Storage and Indexing

Graph database storage is optimized for traversal, not sequential scans. Neo4j uses a native graph storage engine: nodes and relationships are stored in fixed-size records with direct pointers to adjacent relationships — following an edge is O(1) pointer dereference, not a join. Adjacency list per node: each node stores a doubly-linked list of its relationships. Traversal follows pointer chains — no index lookup needed for adjacent nodes. Property storage: properties are stored separately from node/relationship records; accessed when needed (lazy loading). Index types: B-tree index on node properties for entry-point queries (MATCH (u:User {email: “alice@example.com”}) uses an index on User.email to find the starting node). Full-text index for text search within properties. Relationship traversal complexity: O(degree) per node hop, where degree is the number of relationships. Supernode problem: a node with millions of relationships (a celebrity in a social network) makes traversals through it expensive. Mitigation: partition supernode relationships by type; limit traversal depth near supernodes.

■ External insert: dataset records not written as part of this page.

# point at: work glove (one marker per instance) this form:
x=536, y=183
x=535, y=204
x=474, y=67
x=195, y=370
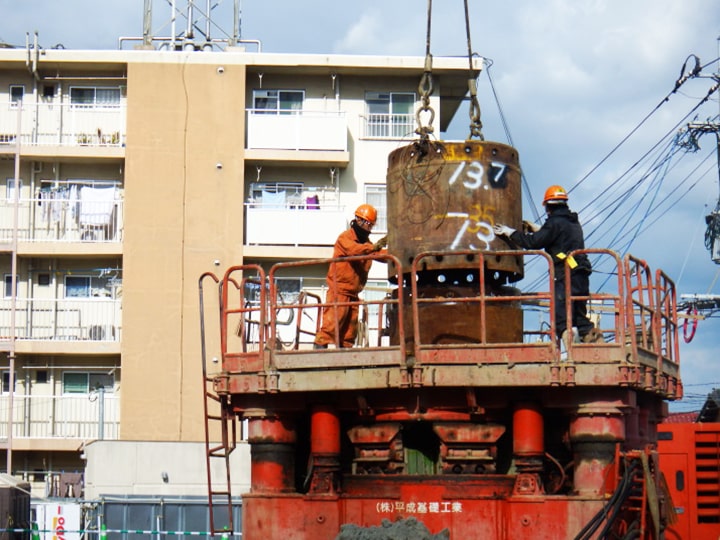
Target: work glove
x=529, y=226
x=503, y=230
x=377, y=246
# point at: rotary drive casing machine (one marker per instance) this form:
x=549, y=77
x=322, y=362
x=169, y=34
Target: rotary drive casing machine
x=464, y=415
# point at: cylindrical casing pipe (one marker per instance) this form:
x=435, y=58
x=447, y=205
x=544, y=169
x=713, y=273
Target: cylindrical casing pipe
x=272, y=449
x=528, y=430
x=595, y=430
x=324, y=430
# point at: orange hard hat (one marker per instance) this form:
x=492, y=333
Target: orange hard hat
x=367, y=212
x=555, y=194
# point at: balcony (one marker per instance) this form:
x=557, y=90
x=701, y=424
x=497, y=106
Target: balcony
x=76, y=417
x=268, y=224
x=63, y=125
x=82, y=215
x=315, y=137
x=388, y=126
x=70, y=319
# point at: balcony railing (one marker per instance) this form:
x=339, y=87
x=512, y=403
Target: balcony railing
x=84, y=416
x=72, y=218
x=269, y=225
x=94, y=319
x=296, y=130
x=66, y=124
x=389, y=126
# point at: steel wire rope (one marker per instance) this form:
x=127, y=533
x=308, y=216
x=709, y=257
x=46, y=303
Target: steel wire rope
x=474, y=110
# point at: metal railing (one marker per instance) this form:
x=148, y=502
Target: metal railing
x=94, y=319
x=62, y=219
x=84, y=416
x=64, y=124
x=388, y=126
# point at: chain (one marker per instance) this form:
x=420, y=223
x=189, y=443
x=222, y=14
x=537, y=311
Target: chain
x=425, y=88
x=475, y=123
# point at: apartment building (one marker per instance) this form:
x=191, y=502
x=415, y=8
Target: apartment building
x=124, y=176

Graph Algorithms for Fraud and Recommendations

Graph algorithms unlock patterns invisible in relational databases. Fraud ring detection: fraudsters share devices, IP addresses, phone numbers, and email domains across multiple accounts. In a graph: accounts are nodes; shared attributes are edges. A connected component of accounts sharing devices and IPs is a fraud ring. Algorithm: weakly connected components (WCC) identifies clusters. Run periodically or in real time on new account registrations. If a new account shares a device with 3 known-fraudulent accounts: high fraud risk score. PageRank for trust scoring: accounts connected to many trusted accounts have higher trust. Attackers create isolated or weakly-connected accounts. Recommendation: collaborative filtering via graph — “users connected to Alice via LIKES relationships who also LIKES items not yet liked by Alice.” This is a 2-hop traversal. Graph neural networks (GNNs) learn node embeddings from graph structure — used by Pinterest (PinSage) and LinkedIn for recommendations at billion-node scale. Community detection (Louvain algorithm): identify clusters of densely connected users — interest communities, organizational hierarchies.

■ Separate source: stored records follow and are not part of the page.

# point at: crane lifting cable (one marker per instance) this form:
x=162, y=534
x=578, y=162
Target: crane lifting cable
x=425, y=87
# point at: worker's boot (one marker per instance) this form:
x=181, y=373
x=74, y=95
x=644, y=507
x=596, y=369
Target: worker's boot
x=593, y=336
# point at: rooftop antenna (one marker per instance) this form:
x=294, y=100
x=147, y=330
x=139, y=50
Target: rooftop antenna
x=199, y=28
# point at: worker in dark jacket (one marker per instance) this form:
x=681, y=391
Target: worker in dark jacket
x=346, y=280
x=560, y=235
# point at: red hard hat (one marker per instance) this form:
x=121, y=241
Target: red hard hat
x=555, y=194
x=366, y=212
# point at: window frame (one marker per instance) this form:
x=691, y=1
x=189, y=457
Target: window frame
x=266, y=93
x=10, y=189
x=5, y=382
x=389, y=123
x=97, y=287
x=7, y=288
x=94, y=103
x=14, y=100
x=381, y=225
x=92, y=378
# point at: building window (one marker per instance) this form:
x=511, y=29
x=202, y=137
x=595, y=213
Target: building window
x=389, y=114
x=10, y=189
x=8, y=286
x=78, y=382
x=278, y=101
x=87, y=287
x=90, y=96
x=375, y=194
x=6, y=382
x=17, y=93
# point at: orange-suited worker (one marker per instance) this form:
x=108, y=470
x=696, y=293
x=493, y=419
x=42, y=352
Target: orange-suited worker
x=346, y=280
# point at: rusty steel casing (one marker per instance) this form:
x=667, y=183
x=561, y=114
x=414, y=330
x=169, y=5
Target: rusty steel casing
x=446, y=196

When to Use a Graph Database vs. Relational

Graph databases excel at: multi-hop traversals (“friends of friends who bought X”), variable-depth queries (“ancestors up to 5 levels up”), and highly connected data where relationship patterns are the primary query concern. Relational databases struggle with: recursive queries (self-joins or CTEs for multi-hop), variable-depth traversals (expensive recursive CTEs), and queries where the answer depends on graph structure (shortest path, connected components). Use graph database when: (1) Relationships are first-class — as important to query as the entities themselves. (2) Traversal depth is variable or unknown at schema design time. (3) The application needs graph algorithms (PageRank, community detection, shortest path). Use relational when: (1) Data is primarily tabular with well-defined foreign key relationships. (2) Most queries are point lookups or aggregations, not traversals. (3) You need strong ACID transactions across multiple entities (graph databases vary in ACID support). Hybrid approach: store relational data in PostgreSQL; sync a graph projection to Neo4j for graph-specific queries. Maintain both stores via CDC (change data capture).